Subin Yang is an illustrator and graduate of PNCA (Pacific Northwest College of Art)
in Portland, Oregon. Inspired by themes of home, culture, nostalgia, and daily life,
Subin creates scenes full of vibrant colors and details. Yang’s work ranges from collaging various traditional media to digital illustration, reflecting her love for experimentation. She is from Seoul, South Korea, where she escapes to every now and then for some comfort food like oily rolls of tuna kimbab and sweet and spicy tteokkbokki.
Yang writes of her most recent body of work, “Home is traditionally connected to an
idea of a permanent, solid, and physical house but even structures like a house start
feeling disposable when moving frequently — almost like shedding a layer of one’s life.
Through making abstract digital collages out of the most vibrant memories or
immediate connections to each places I’ve lived, such as specific colors, sound, and
nostalgic details, the disposed places of the past that I used to call home form fluidly
as flexible structures.”
Nikki Vene's most recent series of paintings, Night-Walk, explores architectural spaces in and
around the city of Portland. These paintings reference her personal perspective as solitary
spectator, a city-goer who traverses by foot, and due to her nocturnal tendencies, mainly at
night. Within Vene's artistic practice, she engages in acts of flâneurie, a removed, somewhat
voyeuristic form of observing the urban landscape.
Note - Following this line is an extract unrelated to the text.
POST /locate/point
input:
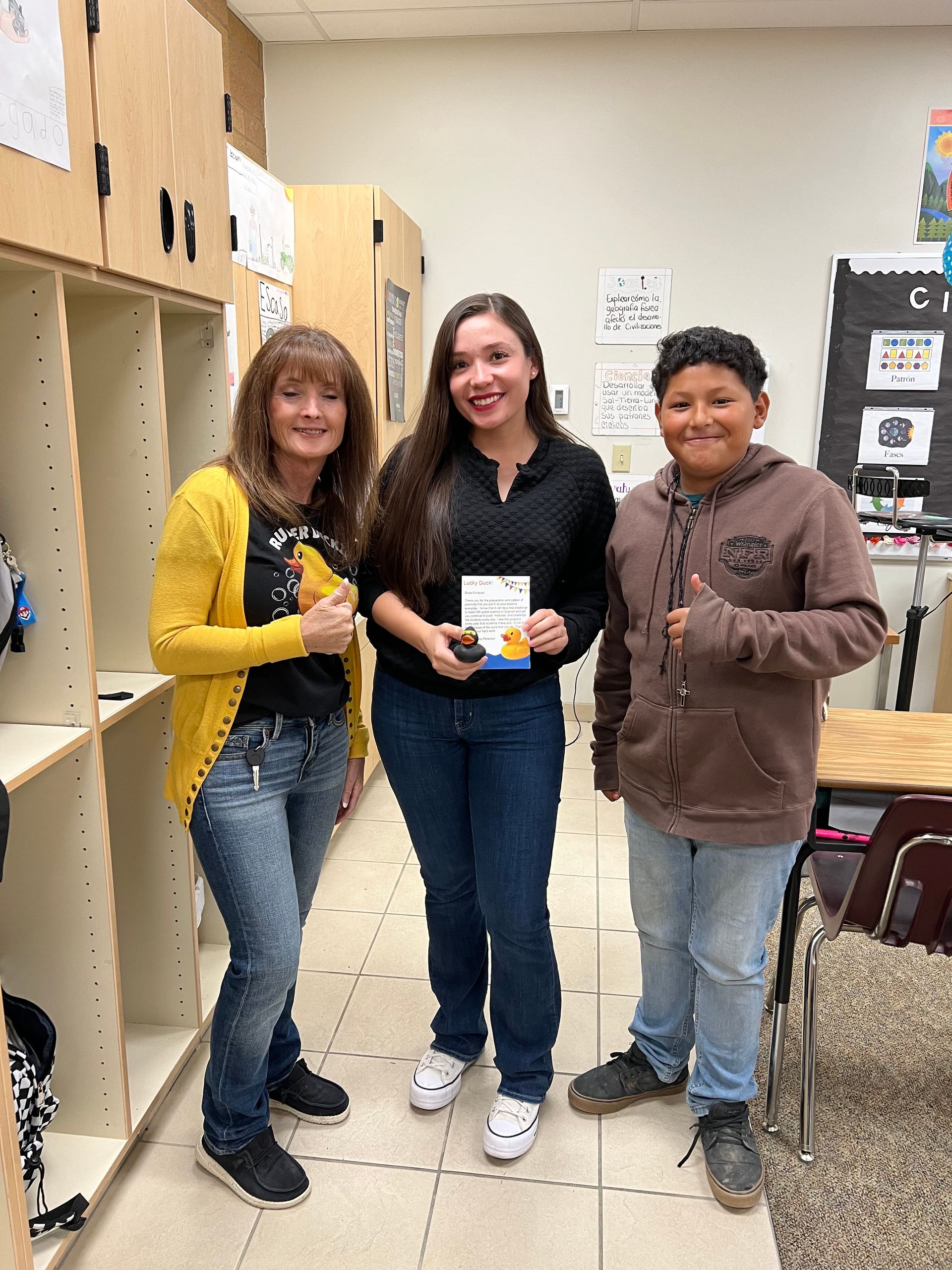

This curious yet distanced way of looking is
first documented by photographs taken on the street, so that details of the momentary
observation may be referenced later on in the painting process.
When translating the image onto canvas, the ordinary, quiet spaces found in Vene’s
photographic work begin to transform from strict representation into spaces of abstraction, or
other worlds of reality all together. These painted architectural spaces call upon the viewer's
imagination to fill in the blanks, to complete the image, to discern areas of ambiguity or to fully
immerse themselves in its illusion. The viewer has full autonomy to witness painted worlds as
their own, taking on a sense of empowerment and the position of the realized dreamer.